Come nell'occasione del gol alla Fiorentina.
«Se devi sintetizzare la mia carriera puoi vedere quell'azione culminata con il tacco a Pruzzo. Ma tutta l'azione però. Nel film si vede».

Quando hai giocato l'ultima volta?
«In occasione degli ottanta anni della Roma. Dieci anni fa. Con De Rossi a centrocampo. Prima della partita gli chiesi come ci saremmo messi in campo. Lui, sereno: "Mi dica lei"».

Strepitoso, "mi dica lei". Che ne pensi di Daniele?
«Giocatore fondamentale. Non sbaglia un passaggio, sta sempre al posto giusto. Tanti anni fa ci parlai, lo incontrai in un negozio di abbigliamento a Casal Palocco, lavoravo per la Globo, un'amica comune mi chiese di dargli un consiglio, io ero restio, ma lui insistette. Così gli dissi di evitare qualche fallo. Lui lo ha fatto, non certo perché gliel'ho detto io, chiaro. Ma è diventato fondamentale ».
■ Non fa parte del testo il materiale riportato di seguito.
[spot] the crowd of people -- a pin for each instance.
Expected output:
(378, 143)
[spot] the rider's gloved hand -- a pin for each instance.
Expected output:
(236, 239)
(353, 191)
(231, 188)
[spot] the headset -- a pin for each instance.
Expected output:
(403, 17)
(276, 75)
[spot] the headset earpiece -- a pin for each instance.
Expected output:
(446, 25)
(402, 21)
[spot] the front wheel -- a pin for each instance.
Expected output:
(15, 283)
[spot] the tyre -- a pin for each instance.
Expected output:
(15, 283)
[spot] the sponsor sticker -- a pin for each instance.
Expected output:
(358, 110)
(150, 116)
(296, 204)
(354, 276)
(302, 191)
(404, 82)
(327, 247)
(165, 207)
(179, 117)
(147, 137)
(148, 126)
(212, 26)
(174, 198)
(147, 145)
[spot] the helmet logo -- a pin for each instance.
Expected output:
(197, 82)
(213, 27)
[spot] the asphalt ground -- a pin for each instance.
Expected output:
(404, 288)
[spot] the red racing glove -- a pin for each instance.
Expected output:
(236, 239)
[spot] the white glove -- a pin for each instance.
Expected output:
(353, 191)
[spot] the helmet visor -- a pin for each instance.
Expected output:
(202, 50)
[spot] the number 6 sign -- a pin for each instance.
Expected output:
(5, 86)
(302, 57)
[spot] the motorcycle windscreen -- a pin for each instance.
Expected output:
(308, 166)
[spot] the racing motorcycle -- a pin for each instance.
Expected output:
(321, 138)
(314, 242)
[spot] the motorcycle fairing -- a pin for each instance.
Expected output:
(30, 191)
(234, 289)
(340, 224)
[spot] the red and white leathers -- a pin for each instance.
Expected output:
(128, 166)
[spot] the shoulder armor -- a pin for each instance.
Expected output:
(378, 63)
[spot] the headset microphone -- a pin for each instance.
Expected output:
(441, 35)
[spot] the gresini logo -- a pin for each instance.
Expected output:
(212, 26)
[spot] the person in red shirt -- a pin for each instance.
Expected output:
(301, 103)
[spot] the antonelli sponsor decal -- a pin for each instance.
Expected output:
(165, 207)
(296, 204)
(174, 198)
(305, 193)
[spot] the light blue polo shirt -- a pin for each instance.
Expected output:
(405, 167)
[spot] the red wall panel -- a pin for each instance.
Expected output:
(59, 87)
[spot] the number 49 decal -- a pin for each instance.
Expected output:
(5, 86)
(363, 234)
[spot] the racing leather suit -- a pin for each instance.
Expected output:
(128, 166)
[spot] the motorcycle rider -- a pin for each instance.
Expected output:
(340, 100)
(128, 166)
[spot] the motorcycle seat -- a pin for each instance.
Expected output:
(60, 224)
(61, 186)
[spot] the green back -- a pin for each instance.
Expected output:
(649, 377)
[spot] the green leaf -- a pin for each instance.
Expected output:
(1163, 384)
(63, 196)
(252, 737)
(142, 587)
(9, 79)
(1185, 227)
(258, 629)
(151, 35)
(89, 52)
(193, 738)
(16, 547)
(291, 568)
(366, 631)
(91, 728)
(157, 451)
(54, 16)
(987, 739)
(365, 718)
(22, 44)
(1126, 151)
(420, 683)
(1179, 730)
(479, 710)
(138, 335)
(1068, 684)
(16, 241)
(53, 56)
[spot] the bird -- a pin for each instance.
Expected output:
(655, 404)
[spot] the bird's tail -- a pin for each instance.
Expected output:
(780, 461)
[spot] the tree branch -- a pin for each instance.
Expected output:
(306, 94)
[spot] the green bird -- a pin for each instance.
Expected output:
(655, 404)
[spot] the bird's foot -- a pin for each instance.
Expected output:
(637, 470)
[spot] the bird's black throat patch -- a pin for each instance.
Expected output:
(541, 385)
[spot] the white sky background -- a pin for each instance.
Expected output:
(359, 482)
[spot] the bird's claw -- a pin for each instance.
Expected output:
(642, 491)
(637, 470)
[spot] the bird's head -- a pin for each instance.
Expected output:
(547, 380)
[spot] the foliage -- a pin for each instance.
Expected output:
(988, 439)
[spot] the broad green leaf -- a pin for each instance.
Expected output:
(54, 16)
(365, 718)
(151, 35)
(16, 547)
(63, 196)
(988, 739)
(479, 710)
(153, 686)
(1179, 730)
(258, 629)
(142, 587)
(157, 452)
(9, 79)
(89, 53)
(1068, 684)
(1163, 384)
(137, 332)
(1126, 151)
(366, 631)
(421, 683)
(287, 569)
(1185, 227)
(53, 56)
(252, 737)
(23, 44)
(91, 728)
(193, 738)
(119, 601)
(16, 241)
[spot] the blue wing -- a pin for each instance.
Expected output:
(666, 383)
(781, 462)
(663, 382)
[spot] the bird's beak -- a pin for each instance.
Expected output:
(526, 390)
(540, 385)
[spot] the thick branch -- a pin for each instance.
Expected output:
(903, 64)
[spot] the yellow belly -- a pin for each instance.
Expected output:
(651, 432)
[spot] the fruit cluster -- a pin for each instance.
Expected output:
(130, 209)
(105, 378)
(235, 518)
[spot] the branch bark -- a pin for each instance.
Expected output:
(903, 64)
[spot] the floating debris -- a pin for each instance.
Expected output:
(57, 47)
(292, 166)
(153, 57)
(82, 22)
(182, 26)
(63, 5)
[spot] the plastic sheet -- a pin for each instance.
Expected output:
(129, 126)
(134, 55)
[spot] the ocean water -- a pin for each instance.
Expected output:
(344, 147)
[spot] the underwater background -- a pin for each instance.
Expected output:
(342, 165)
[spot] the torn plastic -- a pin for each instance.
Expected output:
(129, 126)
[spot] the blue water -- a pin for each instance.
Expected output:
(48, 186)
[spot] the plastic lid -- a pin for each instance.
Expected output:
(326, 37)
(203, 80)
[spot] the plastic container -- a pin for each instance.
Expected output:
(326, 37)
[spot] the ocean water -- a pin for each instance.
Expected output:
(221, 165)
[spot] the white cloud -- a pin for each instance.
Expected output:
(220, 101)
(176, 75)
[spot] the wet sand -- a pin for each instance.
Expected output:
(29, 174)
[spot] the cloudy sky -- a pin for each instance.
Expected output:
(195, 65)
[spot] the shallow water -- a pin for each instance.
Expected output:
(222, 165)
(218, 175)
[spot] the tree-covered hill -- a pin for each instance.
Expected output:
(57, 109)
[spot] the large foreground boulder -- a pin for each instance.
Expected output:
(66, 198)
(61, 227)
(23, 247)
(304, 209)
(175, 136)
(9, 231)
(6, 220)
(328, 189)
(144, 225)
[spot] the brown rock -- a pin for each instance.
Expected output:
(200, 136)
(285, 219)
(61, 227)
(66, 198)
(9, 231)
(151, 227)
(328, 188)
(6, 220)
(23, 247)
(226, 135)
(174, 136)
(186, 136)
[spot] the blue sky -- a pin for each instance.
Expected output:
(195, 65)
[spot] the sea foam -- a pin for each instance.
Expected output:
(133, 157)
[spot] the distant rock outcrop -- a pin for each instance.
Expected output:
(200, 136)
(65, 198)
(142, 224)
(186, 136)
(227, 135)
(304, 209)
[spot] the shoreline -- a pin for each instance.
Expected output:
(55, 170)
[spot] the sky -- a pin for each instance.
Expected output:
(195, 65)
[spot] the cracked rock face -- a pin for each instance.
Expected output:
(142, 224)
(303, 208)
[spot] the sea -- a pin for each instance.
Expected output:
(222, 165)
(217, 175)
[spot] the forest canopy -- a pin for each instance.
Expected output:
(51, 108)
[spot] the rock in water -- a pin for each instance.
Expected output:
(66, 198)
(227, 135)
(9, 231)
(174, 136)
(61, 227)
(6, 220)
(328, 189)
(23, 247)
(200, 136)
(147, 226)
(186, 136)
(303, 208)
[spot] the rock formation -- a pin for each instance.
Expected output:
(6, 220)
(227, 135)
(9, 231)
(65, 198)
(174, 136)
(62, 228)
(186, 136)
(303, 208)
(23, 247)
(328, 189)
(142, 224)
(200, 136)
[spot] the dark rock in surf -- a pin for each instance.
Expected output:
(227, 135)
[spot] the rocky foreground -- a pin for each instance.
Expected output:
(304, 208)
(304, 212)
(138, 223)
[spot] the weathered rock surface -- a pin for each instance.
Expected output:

Con Guardiola hai mai parlato?
«No, ma mi piace molto. È un altro che non fa cose comuni. C'è un aneddoto che mi inorgoglisce. Fu intervistato dopo la loro vittoria contro il Santos nella finale di Intercontinentale, 4-0. Gli chiesero un'intervista per il 35° anno di Italia-Brasile dell'82 perché alcuni giocatori brasiliani avevano indicato il suo Barcellona come la squadra più somigliante a quel Brasile. Dovevi vedere la sua faccia, emozionato come un bambino. E disse una frase che non dimentico: "Essere ricordato per questo per me è più importante di aver vinto le Coppe dei Campioni. La gente sbaglia quando pensa che vincere è alzare la Coppa. Vincere è molto di più di questo". Meraviglioso».